For the modified iterative successive over-relaxation algorithm in this study, we would like to make the following discussions. As a version of the widely-used one-step-late (OSL) iteration scheme, the present PWLS-PINL algorithm can be feasibly and effectively implemented using the present joint optimal reconstruction strategy presented in Section II-C. However, due to the fact that weight w(k, j) in Eq. (6) depends on the unknown image intensity, the present PINL regularization in Eq. (5) is nonconvex for a global optimization. Similar to many existing OSL algorithms where global convergence is an open issue, the present algorithm also suffered from the lack of strict global convergence proof. Despite the lack of guarantee of global convergence, the present algorithm is still effective in practice together using the joint optimization scheme.

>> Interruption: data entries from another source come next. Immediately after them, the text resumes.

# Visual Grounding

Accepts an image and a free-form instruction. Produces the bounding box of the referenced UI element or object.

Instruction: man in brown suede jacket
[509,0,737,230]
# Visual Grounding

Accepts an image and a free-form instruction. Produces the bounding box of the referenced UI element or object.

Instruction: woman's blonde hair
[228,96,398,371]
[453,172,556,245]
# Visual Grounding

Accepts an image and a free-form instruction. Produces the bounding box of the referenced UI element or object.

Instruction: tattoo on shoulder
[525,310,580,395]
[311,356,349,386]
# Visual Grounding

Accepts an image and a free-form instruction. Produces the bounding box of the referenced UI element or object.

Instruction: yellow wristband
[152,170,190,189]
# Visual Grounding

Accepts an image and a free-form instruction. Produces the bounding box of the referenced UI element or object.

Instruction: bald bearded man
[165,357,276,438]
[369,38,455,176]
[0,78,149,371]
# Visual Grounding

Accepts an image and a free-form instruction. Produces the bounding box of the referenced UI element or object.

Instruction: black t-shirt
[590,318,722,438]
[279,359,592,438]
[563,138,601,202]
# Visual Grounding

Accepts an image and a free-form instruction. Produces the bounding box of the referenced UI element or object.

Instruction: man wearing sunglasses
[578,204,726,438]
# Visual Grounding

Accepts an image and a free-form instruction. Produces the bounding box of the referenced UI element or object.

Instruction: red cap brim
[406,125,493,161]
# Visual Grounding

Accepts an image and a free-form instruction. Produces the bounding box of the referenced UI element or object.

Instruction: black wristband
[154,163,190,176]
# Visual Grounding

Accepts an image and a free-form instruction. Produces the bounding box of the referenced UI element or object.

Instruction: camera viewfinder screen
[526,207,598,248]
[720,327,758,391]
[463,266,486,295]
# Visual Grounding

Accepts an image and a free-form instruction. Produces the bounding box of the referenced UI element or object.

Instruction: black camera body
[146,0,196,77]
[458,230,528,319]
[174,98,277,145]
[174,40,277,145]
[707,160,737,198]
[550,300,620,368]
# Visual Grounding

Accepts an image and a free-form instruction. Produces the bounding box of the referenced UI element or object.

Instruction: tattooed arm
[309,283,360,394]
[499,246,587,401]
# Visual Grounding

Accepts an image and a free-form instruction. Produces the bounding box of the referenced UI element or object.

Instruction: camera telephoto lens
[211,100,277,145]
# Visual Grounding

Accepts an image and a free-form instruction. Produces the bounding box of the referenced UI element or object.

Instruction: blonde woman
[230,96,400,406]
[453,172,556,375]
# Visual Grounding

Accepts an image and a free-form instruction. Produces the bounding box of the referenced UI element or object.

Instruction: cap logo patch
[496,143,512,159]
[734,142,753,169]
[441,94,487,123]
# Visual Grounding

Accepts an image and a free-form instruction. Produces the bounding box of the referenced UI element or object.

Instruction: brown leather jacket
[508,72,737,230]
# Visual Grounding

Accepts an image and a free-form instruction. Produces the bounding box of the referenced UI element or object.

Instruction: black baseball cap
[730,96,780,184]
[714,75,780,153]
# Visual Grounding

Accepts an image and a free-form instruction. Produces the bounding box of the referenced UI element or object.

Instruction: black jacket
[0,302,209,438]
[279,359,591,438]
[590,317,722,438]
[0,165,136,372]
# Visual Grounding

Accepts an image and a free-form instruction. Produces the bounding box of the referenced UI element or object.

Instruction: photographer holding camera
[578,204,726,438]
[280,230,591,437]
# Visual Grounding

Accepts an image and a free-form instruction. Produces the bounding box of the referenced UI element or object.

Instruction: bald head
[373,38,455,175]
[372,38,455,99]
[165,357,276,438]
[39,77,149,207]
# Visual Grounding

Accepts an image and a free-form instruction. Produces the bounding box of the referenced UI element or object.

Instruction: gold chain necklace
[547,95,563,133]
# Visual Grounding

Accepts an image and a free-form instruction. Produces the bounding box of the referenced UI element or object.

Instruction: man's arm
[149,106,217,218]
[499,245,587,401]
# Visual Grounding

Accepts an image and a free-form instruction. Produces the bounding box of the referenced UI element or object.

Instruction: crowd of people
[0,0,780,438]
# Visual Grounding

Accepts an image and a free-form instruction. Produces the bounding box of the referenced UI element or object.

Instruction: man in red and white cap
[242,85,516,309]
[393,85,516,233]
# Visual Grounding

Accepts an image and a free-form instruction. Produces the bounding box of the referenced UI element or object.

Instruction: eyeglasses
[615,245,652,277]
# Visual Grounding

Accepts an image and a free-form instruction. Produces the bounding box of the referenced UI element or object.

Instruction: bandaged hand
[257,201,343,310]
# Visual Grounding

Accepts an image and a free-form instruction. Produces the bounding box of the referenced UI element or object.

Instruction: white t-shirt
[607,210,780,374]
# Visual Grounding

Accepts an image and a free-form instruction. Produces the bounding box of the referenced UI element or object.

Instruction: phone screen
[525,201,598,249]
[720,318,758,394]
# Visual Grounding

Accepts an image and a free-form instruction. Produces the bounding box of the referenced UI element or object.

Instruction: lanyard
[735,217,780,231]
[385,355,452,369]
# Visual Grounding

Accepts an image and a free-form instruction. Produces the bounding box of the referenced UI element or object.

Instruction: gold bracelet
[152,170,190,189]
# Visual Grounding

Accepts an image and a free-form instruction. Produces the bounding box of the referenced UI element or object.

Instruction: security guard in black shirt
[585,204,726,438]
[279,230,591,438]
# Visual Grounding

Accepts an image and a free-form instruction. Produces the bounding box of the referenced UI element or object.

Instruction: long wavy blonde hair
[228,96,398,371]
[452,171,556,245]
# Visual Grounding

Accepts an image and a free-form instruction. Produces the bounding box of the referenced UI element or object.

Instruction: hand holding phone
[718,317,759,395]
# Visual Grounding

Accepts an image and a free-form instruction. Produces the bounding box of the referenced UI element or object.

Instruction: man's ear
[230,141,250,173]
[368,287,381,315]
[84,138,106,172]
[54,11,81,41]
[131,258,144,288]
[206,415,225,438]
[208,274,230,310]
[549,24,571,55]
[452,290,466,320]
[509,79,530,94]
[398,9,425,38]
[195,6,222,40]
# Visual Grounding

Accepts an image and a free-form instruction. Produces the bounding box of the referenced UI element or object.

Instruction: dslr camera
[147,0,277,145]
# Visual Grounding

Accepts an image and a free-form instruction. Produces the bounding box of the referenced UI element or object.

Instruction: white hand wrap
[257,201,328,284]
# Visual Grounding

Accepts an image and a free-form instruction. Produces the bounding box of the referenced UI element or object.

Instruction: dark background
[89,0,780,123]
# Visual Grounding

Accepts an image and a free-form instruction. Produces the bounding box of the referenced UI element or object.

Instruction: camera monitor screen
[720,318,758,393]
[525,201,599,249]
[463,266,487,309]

Another major drawback of the present PWLS-PINL algorithm is that the update of the non-local weights matrix unavoidably increases the computational burden as described in [28]. To address this issue, one possible strategy is to use infrequent update of the parameters (non-local weights matrix) interleaved with more frequent OSL steps; and another one is to use fast computers and dedicated hardware [45] to develop parallel iterative image reconstruction algorithm. We believe that in the future, most iterative based image reconstruction algorithms including the present PWLS-PINL may be widely used in medical clinic.